0

I know about memory coherence protocols for multi-core architectures. MSI for example allows at most one core to hold a cache line in M state with both read and write access enabled. S state allows multiple sharers of the same line to only read the data. I state allows no access to the currently acquired cache line. MESI extends that by adding an E state which allows only one sharer to read, allowing an easier transition to M state if there are no other sharers.

from what I wrote above, I understand that when we write this line of code as part of multi-threaded (pthreads) program:

// temp_sum is a thread local variable
// sum is a global shared variable
sum = sum + temp_sum; 

It should allow one thread to access sum in M state invalidating all other sharers, then when another thread reaches the same line it will request M invalidating again the current sharers and so on. But in fact this doesn't happen unless I add a mutex:

pthread_mutex_lock(&locksum);
// temp_sum is a thread local variable
// sum is a global shared variable
sum = sum + temp_sum; 
pthread_mutex_unlock(&locksum);

This is the only way to have this work correctly. Now why do we have to supply these mutexes? why isn't this handled by memory coherence directly? why do we need mutexes or atomic instructions?

mewais
  • 1,265
  • 3
  • 25
  • 42
  • I have answered a [similar question before](http://stackoverflow.com/questions/34928199/potential-for-race-conditions-in-reader-writer-pseudocode/34932067#34932067). The problem is not in the individual memory read/write, but in the full modification of the value: load, modify, store. – e0k Feb 20 '16 at 05:04
  • 1
    Cache coherency doesn't include registers. – EOF Feb 20 '16 at 15:56

1 Answers1

1

Your line of code sum = sum + temp_sum; although it may seem trivially simple in C, it is not an atomic operation. It loads the value of sum from memory into a register, performs arithmetic on it (adding the value of temp_sum), then writes the result back to memory (wherever sum is stored).

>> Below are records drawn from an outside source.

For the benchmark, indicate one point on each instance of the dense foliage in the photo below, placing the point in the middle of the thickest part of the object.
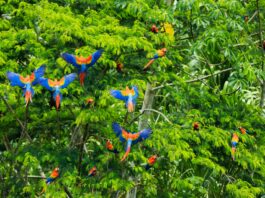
(213, 73)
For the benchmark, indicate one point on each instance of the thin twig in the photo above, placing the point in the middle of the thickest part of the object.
(255, 13)
(153, 110)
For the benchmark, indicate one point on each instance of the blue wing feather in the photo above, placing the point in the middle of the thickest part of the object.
(44, 83)
(70, 59)
(68, 79)
(117, 94)
(38, 73)
(95, 56)
(118, 131)
(15, 79)
(144, 134)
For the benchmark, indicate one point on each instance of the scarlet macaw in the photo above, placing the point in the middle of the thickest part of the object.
(130, 138)
(128, 95)
(54, 175)
(92, 172)
(154, 29)
(27, 82)
(81, 63)
(151, 161)
(56, 86)
(160, 53)
(196, 126)
(110, 147)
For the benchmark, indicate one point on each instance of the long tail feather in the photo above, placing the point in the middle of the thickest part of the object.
(148, 64)
(57, 100)
(28, 97)
(82, 78)
(128, 149)
(130, 107)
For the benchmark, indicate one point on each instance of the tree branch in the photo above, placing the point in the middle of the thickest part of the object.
(153, 110)
(13, 112)
(194, 80)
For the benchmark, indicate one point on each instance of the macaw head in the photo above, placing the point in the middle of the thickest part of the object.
(152, 159)
(109, 145)
(97, 54)
(28, 93)
(164, 50)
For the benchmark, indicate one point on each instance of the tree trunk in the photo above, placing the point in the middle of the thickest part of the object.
(143, 123)
(147, 104)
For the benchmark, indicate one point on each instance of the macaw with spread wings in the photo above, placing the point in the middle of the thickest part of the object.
(56, 86)
(130, 138)
(82, 63)
(129, 96)
(27, 82)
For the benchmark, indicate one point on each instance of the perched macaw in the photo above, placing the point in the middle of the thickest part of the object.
(154, 29)
(110, 147)
(130, 138)
(196, 126)
(234, 142)
(56, 86)
(81, 63)
(54, 175)
(119, 67)
(27, 82)
(160, 53)
(127, 95)
(151, 161)
(92, 172)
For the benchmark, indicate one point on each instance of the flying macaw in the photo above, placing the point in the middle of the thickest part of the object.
(154, 29)
(245, 131)
(54, 175)
(234, 142)
(27, 82)
(127, 95)
(151, 161)
(196, 126)
(110, 147)
(160, 53)
(92, 172)
(130, 138)
(81, 63)
(56, 86)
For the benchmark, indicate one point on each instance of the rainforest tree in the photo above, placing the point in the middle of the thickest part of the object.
(212, 73)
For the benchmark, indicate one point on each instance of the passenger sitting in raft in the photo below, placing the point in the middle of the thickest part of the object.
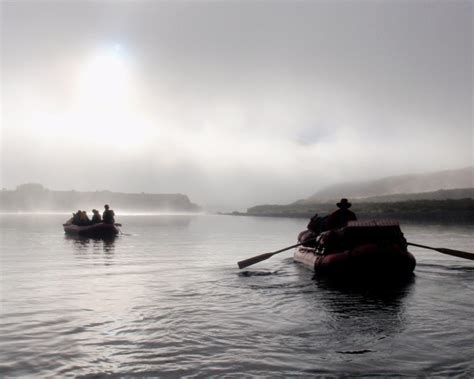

Even though only one thread can read or write sum from memory at a time, there is still an opportunity for a synchronization problem. A second thread could modify sum in memory while the first is manipulating the value in a register. Then the first thread will write what it thinks is the updated value (the result of arithmetic) back to memory, overwriting whatever the second put there. It is this transitional location in a register that introduces the issue. There is more to the notion of "the value of a variable" than whatever currently resides in memory.

For example, suppose sum is initially 4. Two threads want to add 1 to it. The first thread loads the 4 from memory into a register, and adds 1 to make 5. But before this first thread can store the result back to memory, a second thread loads the 4, adds 1, and writes a 5 back to memory. The first thread then continues and stores its result (5) back to the same memory location. Both threads are convinced that they have done their duty and correctly updated the sum. The problem is that sum is 5 and not 6 as it should be.

The mutex ensures that only one thread will load, modify, and store sum at a time. Any second thread will have to wait (be blocked) until the first has finished.

e0k
  • 6,961
  • 2
  • 23
  • 30